Wednesday, May 25, 2005

Davenport: Thinking For A Living

I just got an advance review copy of a new book by Tom Davenport who is the super brainy swell professor and author and particularly engaging speaker who was at Accenture and now at Babson. He officially, holds "the President's Chair in Information Technology and Management at Babson College."

I know his book will be a must-read.

But I have to take a minute and reflect on the subtitle however:

Thinking for a Living: How to Get Better Performance and Results from Knowledge Workers.

Hmmm ... we Knowledge Workers are honestly a pretty lazy crew.

How to get us to perform better ... well, I hope Professor Davenport goes the whole nine yards and suggests that sometimes we need a swift kick in the pants.

In my case, my performance is always improved if you buy me new shoes and lots of red Australian licorice.

The shoes can be black or red, even pink, but the licorice must be red. (You may notice on Amazon they are currently OUT of red licorice and I have to admit I may have something to do with this licorice trade deficit between the two countries.)

My performance is also improved by frequent trips to Starbucks for Chai Latte.

Knowledge Workers like worker bees do well when they have a Queen Bee to visit and hang out with.

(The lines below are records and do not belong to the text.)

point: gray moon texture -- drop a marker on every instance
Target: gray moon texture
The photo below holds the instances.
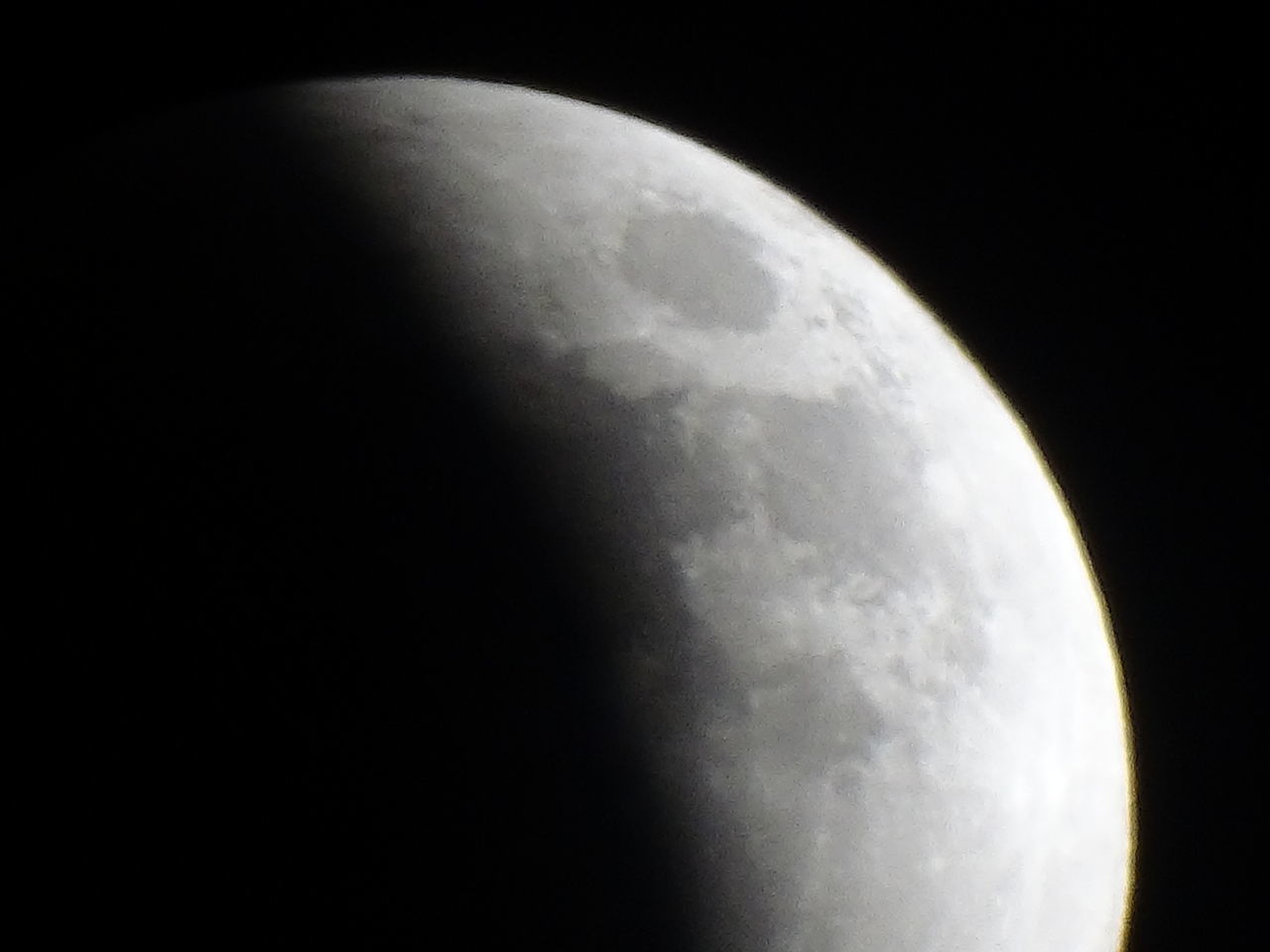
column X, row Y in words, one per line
column 852, row 631
column 885, row 678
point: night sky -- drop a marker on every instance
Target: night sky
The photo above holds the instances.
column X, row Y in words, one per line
column 1072, row 198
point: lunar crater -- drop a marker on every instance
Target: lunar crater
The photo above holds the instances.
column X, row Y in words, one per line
column 703, row 267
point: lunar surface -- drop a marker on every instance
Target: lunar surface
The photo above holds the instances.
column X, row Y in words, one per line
column 839, row 615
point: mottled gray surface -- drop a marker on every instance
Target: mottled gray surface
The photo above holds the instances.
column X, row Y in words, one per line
column 861, row 640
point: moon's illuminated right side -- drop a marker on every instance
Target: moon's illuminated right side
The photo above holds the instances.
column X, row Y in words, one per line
column 856, row 633
column 870, row 661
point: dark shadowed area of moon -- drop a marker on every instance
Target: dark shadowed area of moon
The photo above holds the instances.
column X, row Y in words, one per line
column 477, row 513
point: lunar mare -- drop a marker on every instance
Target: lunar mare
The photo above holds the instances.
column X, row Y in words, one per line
column 865, row 653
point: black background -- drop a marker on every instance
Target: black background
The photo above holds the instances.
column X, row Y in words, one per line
column 1074, row 197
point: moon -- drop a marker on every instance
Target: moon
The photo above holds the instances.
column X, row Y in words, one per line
column 839, row 610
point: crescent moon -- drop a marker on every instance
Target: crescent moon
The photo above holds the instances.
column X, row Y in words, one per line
column 839, row 602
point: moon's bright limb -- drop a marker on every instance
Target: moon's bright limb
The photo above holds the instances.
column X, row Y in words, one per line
column 853, row 625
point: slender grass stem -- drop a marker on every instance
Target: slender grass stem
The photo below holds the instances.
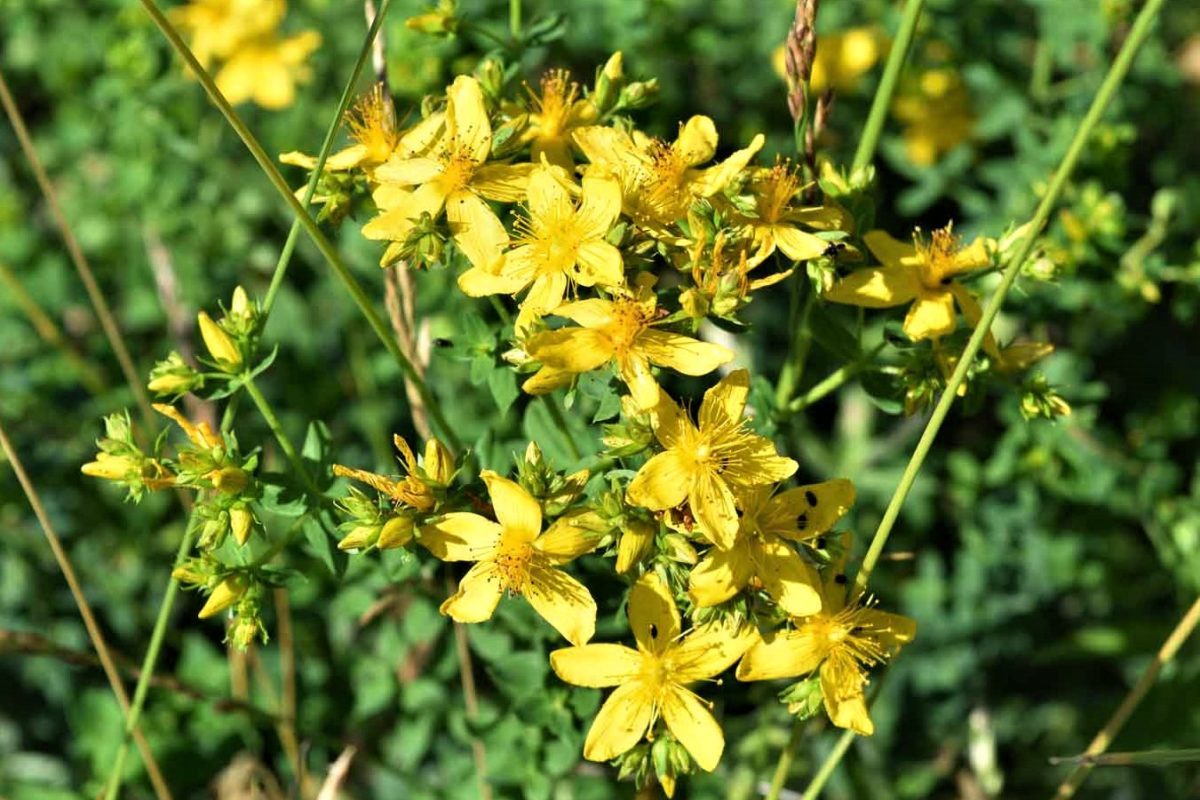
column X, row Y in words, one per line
column 1102, row 740
column 327, row 248
column 327, row 146
column 1117, row 71
column 89, row 619
column 882, row 101
column 99, row 304
column 148, row 665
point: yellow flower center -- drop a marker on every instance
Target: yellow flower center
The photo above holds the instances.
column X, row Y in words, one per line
column 937, row 257
column 775, row 192
column 372, row 124
column 629, row 319
column 513, row 559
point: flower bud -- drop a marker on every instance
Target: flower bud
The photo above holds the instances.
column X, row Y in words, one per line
column 220, row 344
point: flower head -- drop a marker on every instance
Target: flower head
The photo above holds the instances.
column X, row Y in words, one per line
column 922, row 274
column 763, row 552
column 450, row 173
column 619, row 332
column 705, row 461
column 514, row 555
column 660, row 180
column 652, row 681
column 561, row 244
column 840, row 643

I'm willing to play the role of Queen Bee twice a year for a week's duration if needed. It's easy, you just act friendly and say, "God, you guys are brilliant!"

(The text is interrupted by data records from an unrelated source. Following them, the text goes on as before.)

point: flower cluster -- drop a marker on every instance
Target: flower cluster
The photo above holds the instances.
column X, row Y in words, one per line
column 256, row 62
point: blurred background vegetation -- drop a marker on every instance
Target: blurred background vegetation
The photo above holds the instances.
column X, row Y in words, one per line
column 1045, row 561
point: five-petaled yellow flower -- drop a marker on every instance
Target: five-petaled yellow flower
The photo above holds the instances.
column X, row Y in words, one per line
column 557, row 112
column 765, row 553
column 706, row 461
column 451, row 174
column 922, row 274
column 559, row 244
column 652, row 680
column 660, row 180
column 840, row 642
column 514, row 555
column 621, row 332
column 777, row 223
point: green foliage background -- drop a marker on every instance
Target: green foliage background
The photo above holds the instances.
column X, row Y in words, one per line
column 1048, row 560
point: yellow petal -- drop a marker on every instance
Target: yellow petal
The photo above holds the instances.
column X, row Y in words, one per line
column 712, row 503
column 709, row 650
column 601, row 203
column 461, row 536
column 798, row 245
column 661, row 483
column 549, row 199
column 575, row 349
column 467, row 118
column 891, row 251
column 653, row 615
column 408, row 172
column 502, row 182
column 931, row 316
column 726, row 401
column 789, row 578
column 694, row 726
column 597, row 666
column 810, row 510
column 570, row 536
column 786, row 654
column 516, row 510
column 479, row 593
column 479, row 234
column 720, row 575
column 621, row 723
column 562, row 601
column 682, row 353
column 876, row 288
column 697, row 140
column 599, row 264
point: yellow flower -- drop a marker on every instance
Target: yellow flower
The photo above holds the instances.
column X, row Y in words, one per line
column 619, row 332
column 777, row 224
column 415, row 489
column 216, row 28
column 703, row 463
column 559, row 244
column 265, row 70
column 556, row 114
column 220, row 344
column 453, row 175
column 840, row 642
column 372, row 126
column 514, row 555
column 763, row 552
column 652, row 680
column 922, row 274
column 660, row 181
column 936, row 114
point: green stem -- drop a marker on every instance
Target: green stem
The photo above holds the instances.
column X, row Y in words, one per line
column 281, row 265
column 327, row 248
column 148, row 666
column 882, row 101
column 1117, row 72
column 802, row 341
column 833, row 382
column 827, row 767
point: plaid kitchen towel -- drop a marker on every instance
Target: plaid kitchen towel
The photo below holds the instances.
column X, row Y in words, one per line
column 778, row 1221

Professor Davenport did a study in 2002 about the best physical environment for Knowledge Workers with his colleagues at Accenture Bob Thomas and Sue Cantrell. I could have saved them a lot of time, the best physical environment for knowledge workers is of course, bed.

Davenport finally puts to rest the myth of the foosball table:
At least there is no evidence that anyone ever took a job, stayed at a job, or worked more productively because of foosball, pool, or ping-pong tables ...

But wait a minute ... he continues ...
cappuccino bars, office concierges, hearths, conversation pits, quiet rooms, lactation rooms, creativity rooms, relaxation rooms, nap rooms, etc.

I have to disagree. I know a lot of guys who were much more productive knowing they were three doors down from the lactation room.

The best part of the book ... and I'm really trying to be serious here for a few nanoseconds ... is how Davenport groks that knowledge workers are a barrelful of Curious George-like monkeys. We want to know everything, know everyone and learn anything and everything 24x7. We are nosy in the extreme and have big networks of contacts and need to connect connect connect to them. He has documented our Network Nosiness very well. The worst thing you can do to a knowledge worker is take his network away from him or tell him "You're Grounded -- No More Google For YOU!!!"

I love the essentially flawed assumption his book makes -- that you can actually MANAGE KNOWLEDGE WORKERS -- because I can't think of a more unmanageable bunch. But if anyone has cracked the code, Tom Davenport's the man, so shove your money across the counter to the cashier at the book store and get this one.